Jérémie Wainstain est le fondateur et le directeur général de The Green Data, une startup spécialisée dans les solutions data-analytics pour le secteur de l’agrobusiness. Ingénieur passé par l’École Polytechnique et l’École Normale Supérieure, il vient de publier « L’équation alimentaire » aux éditions France Agricole, un « plaidoyer pour l’utilisation des mathématiques dans l’agriculture ». Il est également co-fondateur de l’entreprise Carbon Maps.
Les Horizons : Jérémie Wainstain, quels sont les constats à la genèse de ce livre ?
Jérémie Wainstain : Je me suis assez vite convaincu que le secteur de l’agroalimentaire allait prochainement vivre sa mutation, et qu’il allait se moderniser via l’ingénierie. J’ai monté une startup, The Green Data, et c’est en cherchant à intégrer les maths au sein de l’agriculture que je me suis rendu compte d’un choc des cultures entre ces deux mondes.
L’agriculture est un secteur qui, encore aujourd’hui, repose plutôt sur une culture semi-artisanale, basée avant tout sur le savoir-faire et l’expérience. Donc, ce livre est né d’une volonté de vulgariser les mathématiques auprès du secteur agricole, et un plaidoyer pour l’utilisation des maths dans l’agriculture.
C’est ce que vous appelez la « troisième révolution agricole » au fil du livre ?
Tout à fait. Pour moi, la troisième révolution agricole, c’est la révolution des mathématiques. Je considère les mathématiques comme une sorte de langage permettant de formaliser et de capitaliser les expertises, qui permet de les partager entre différents acteurs de différents univers : agriculteurs, experts, conseillers.

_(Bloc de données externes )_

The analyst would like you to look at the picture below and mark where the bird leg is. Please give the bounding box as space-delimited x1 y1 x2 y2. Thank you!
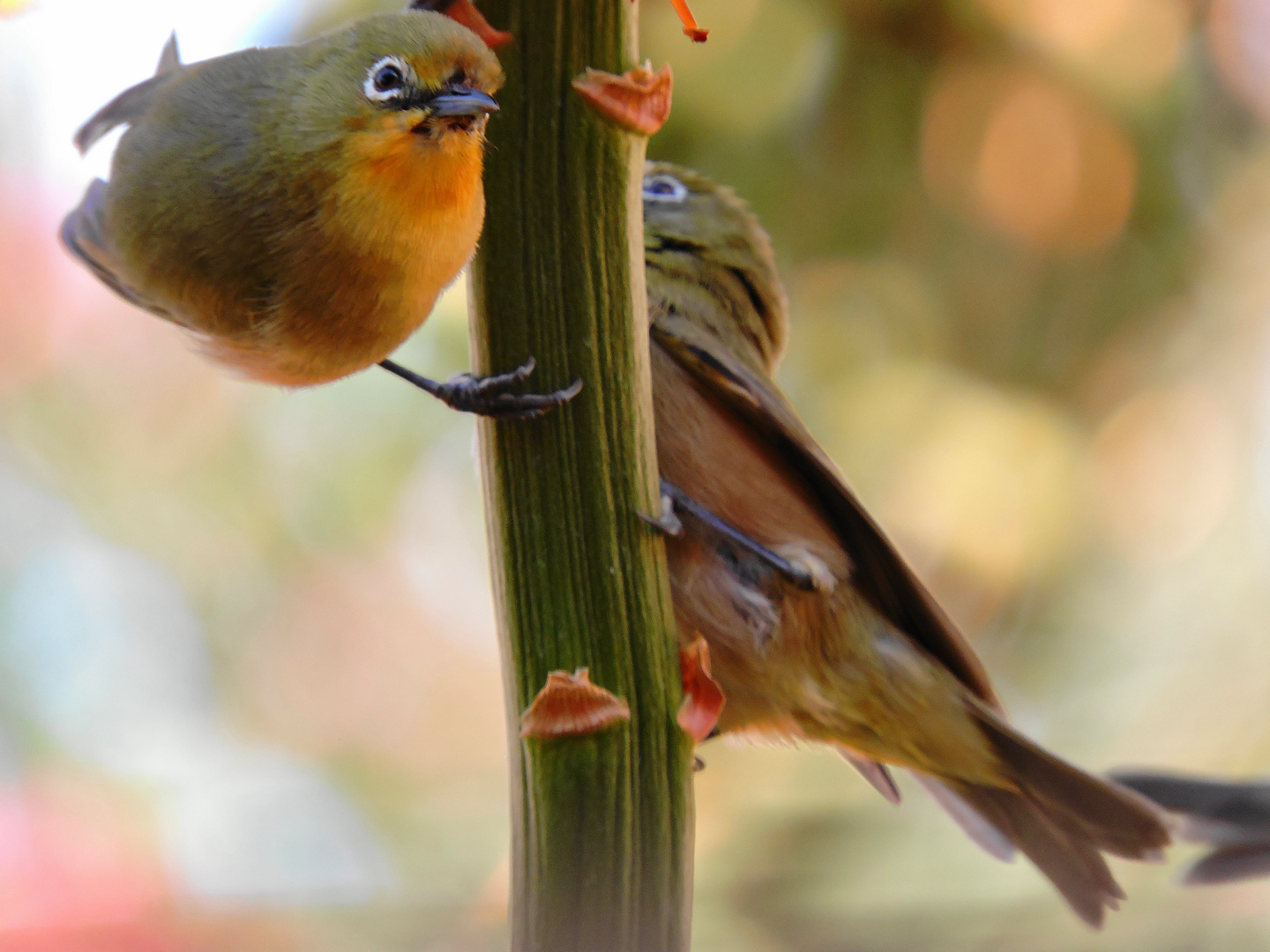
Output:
640 480 823 591
380 357 582 420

Les maths sont le langage qui fait défaut aujourd’hui pour accélérer la transition écologique. Si cette dernière n’accélère pas actuellement, c’est en grande partie car les gens ne se comprennent pas. Or, pour accélérer, il faut pouvoir modéliser les risques, faire des scénarios, calculer des retours sur investissements, etc.
Donc, pour mettre la finance au service de la transition agricole, il faut utiliser le langage mathématique et non celui de l’agronomie. C’est ce qui va permettre de réinventer les relations entre l’agriculture et le secteur financier ; entre le secteur agroalimentaire et les politiques publiques.

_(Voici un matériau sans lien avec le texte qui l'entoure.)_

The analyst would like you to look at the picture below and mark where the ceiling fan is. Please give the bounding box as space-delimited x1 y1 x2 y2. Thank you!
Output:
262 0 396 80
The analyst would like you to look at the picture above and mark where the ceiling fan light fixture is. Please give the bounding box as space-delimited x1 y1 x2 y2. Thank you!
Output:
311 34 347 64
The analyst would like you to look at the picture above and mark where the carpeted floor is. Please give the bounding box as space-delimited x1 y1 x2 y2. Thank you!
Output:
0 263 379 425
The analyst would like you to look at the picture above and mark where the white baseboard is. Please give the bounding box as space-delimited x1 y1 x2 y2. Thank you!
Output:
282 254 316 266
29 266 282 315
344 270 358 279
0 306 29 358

Pour mettre la finance au service de la transition agricole, il faut utiliser le langage mathématique et non celui de l’agronomie
Comment est-ce que cela va permettre de modifier notre système agroalimentaire ?

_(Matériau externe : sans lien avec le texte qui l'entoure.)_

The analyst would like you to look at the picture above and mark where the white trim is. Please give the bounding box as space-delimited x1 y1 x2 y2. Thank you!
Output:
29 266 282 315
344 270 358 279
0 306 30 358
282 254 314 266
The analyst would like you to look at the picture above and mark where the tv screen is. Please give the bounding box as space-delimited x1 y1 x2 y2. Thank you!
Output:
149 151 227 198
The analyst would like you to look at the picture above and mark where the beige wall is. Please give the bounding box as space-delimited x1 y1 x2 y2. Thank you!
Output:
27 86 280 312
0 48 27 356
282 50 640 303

Il existe 2 grandes problématiques selon moi actuellement, auxquelles peuvent répondre les mathématiques. D’abord, l’enjeu de la capitalisation des expertises. Il s’agit de professionnaliser le métier d’agriculteur et de moderniser la prise de décisions. Cela implique de formaliser et de capitaliser les pratiques agroécologiques sous forme de documentation. On sent le potentiel que pourrait avoir un grand programme de modélisation des expertises dans l’agriculture, comme c’est le cas dans la médecine par exemple.
Ensuite, il y a la nécessité de réinventer les relations entre les secteurs de l’agriculture, de la finance, de l’agroalimentaire et des politiques publiques. Cette réconciliation doit se faire par les mathématiques, car il n’y a pas d’autre moyen de formaliser des contrats, des risques, ou des politiques publiques. Cela permet notamment aux citoyens et à la profession agricole de prendre des décisions collaboratives sur des bases scientifiques. Aujourd’hui, aucune simulation n’est faite : on le constate par exemple avec l’enjeu du départ à la retraite des agriculteurs.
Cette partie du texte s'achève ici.